Daniel’s tall figure loomed at Hal’s right side. His face and thick muscular arms were speckled with blood thrown from the wounds he had inflicted on his victims, and his mouth was
wide open as he laughed ferociously, showing his carious teeth.
‘Where is Schreuder?’ Hal yelled, and Daniel sobered instantly. The laughter died as his mouth snapped shut and he glared around the quietening battlefield.
Then Hal’s question was answered unequivocally by Schreuder himself. ‘Second wave! Forward!’ he bellowed lustily. He was standing on the edge of the forest, only a hundred
paces from them. Hal, Aboli and Daniel started towards him, then came up short as another massed column of green-jackets poured out of the forest from behind where Schreuder stood.
‘By God!’ Hal breathed in despair. ‘We haven’t seen the half of them yet. The bastard has kept his main force in reserve.’
‘There must be two hundred of the swine!’ Daniel shook his head in disbelief.
‘Quarter columns!’ Schreuder shouted, and the advancing infantry changed their formation: they spread out behind him three deep in precisely spaced ranks. Schreuder led them forward
at a trot, their ranks neatly dressed and their weapons advanced. Suddenly he held his sword high to halt them. ‘First rank! Prepare to fire!’ His men sank to their knees, while behind
them the other two ranks stood steady.
‘Present your arms!’ A line of muskets was raised and levelled at the knots of dumbstruck seamen.
‘Fire!’ roared Schreuder.
The volley crashed out. From a distance of only fifty paces it swept through Hal’s men, and almost every shot told. Men dropped and staggered as the heavy lead pellets struck. The line of
Englishmen reeled and wavered. There was a chorus of yells – of pain and anger and fear.

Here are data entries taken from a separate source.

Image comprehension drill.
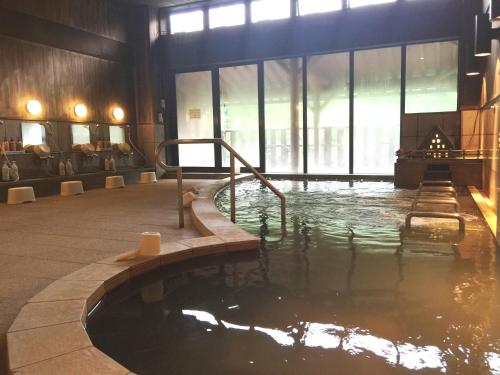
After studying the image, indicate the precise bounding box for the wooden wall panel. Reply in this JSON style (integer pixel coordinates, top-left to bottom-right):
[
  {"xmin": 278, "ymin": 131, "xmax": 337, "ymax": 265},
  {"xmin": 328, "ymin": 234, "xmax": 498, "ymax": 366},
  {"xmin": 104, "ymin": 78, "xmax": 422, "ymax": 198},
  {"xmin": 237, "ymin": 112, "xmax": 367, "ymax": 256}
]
[
  {"xmin": 0, "ymin": 36, "xmax": 131, "ymax": 123},
  {"xmin": 0, "ymin": 0, "xmax": 127, "ymax": 42}
]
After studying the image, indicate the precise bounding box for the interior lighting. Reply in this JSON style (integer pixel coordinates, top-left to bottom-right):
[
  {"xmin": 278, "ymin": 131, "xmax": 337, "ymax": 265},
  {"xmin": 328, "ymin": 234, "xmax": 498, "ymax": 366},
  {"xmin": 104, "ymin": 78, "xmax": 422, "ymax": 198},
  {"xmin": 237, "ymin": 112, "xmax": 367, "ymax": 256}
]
[
  {"xmin": 26, "ymin": 99, "xmax": 42, "ymax": 116},
  {"xmin": 75, "ymin": 103, "xmax": 88, "ymax": 118},
  {"xmin": 490, "ymin": 0, "xmax": 500, "ymax": 21},
  {"xmin": 113, "ymin": 107, "xmax": 125, "ymax": 121},
  {"xmin": 474, "ymin": 14, "xmax": 500, "ymax": 57}
]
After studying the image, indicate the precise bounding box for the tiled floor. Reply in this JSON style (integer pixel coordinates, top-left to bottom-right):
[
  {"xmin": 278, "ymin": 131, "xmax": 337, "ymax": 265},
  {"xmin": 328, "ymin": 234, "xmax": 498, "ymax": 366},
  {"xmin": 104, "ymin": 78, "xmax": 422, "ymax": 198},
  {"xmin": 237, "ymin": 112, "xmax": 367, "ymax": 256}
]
[{"xmin": 0, "ymin": 180, "xmax": 210, "ymax": 374}]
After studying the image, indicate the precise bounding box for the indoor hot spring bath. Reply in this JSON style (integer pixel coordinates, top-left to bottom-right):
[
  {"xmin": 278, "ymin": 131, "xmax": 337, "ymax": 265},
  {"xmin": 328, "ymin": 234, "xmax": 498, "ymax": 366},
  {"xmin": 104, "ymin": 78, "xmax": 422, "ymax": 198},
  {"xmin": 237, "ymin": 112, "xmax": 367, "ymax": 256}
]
[{"xmin": 87, "ymin": 180, "xmax": 500, "ymax": 375}]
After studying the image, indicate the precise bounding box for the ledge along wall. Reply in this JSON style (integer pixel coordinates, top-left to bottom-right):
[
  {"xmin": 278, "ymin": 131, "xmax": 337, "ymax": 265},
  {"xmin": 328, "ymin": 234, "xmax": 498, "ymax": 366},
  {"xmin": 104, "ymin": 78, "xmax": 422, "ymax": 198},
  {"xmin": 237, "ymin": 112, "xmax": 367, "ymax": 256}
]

‘Charge!’ Hal cried. ‘Don’t stand and let them shoot you down!’ He lifted the Neptune sword high. ‘Come on, lads. Have at them!’

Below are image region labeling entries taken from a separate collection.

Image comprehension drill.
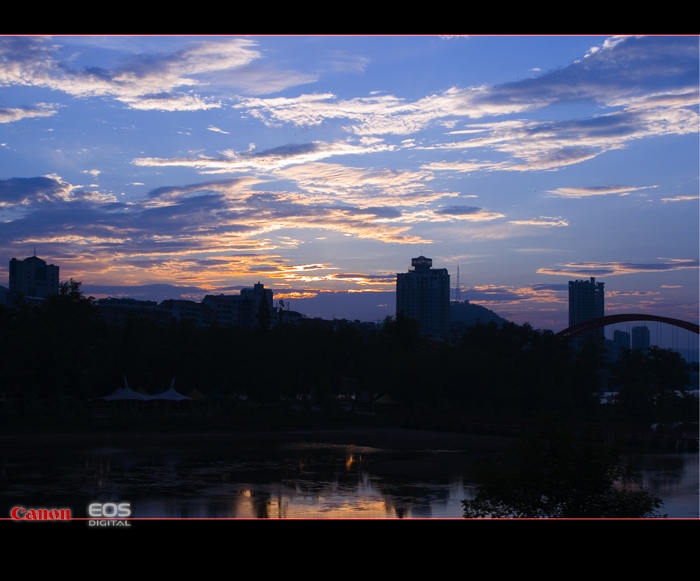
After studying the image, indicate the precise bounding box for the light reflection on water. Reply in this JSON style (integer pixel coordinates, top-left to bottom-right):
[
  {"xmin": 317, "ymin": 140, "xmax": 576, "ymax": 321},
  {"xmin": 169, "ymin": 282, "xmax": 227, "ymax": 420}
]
[{"xmin": 0, "ymin": 443, "xmax": 698, "ymax": 519}]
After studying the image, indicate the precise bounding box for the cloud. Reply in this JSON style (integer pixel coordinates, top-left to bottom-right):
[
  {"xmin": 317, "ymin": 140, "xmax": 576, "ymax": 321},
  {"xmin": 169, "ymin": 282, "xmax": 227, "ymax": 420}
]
[
  {"xmin": 0, "ymin": 37, "xmax": 315, "ymax": 111},
  {"xmin": 132, "ymin": 141, "xmax": 394, "ymax": 174},
  {"xmin": 537, "ymin": 258, "xmax": 700, "ymax": 277},
  {"xmin": 661, "ymin": 195, "xmax": 698, "ymax": 202},
  {"xmin": 207, "ymin": 125, "xmax": 230, "ymax": 135},
  {"xmin": 548, "ymin": 186, "xmax": 656, "ymax": 198},
  {"xmin": 508, "ymin": 216, "xmax": 569, "ymax": 228},
  {"xmin": 234, "ymin": 37, "xmax": 699, "ymax": 172},
  {"xmin": 275, "ymin": 163, "xmax": 459, "ymax": 208},
  {"xmin": 0, "ymin": 103, "xmax": 58, "ymax": 123},
  {"xmin": 0, "ymin": 176, "xmax": 428, "ymax": 281}
]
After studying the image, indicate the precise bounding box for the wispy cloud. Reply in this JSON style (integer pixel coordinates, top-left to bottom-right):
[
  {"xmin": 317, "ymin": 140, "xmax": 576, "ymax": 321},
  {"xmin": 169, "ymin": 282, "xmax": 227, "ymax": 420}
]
[
  {"xmin": 661, "ymin": 195, "xmax": 698, "ymax": 202},
  {"xmin": 207, "ymin": 125, "xmax": 230, "ymax": 135},
  {"xmin": 537, "ymin": 258, "xmax": 700, "ymax": 277},
  {"xmin": 132, "ymin": 142, "xmax": 394, "ymax": 174},
  {"xmin": 0, "ymin": 103, "xmax": 58, "ymax": 123},
  {"xmin": 549, "ymin": 186, "xmax": 656, "ymax": 198},
  {"xmin": 508, "ymin": 216, "xmax": 569, "ymax": 228},
  {"xmin": 0, "ymin": 37, "xmax": 315, "ymax": 111}
]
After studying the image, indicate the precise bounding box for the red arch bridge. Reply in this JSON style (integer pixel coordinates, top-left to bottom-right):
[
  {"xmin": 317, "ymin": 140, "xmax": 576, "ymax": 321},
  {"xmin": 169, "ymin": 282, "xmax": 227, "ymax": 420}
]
[{"xmin": 555, "ymin": 314, "xmax": 700, "ymax": 339}]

On each side of him Aboli and Daniel started forward, but most of the others hung back. It was dawning on them that the fight was lost, and many looked back towards the safety of the gun
emplacements. That was a dangerous signal. Once they glanced over their shoulders it was all up.
‘Second rank,’ shouted Schreuder, ‘prepare to fire!’ Fifty more musketeers stepped forward, their weapons loaded and the matches burning. They walked through the gaps in
the kneeling rank that had just fired, advanced another two paces in a brisk businesslike manner, then knelt.
‘Present your arms!’ Even Hal and the dauntless pair flanking him wavered as they gazed into the muzzles of fifty levelled muskets, while a moan of fear and horror went up from their
men. They had never before faced such disciplined troops.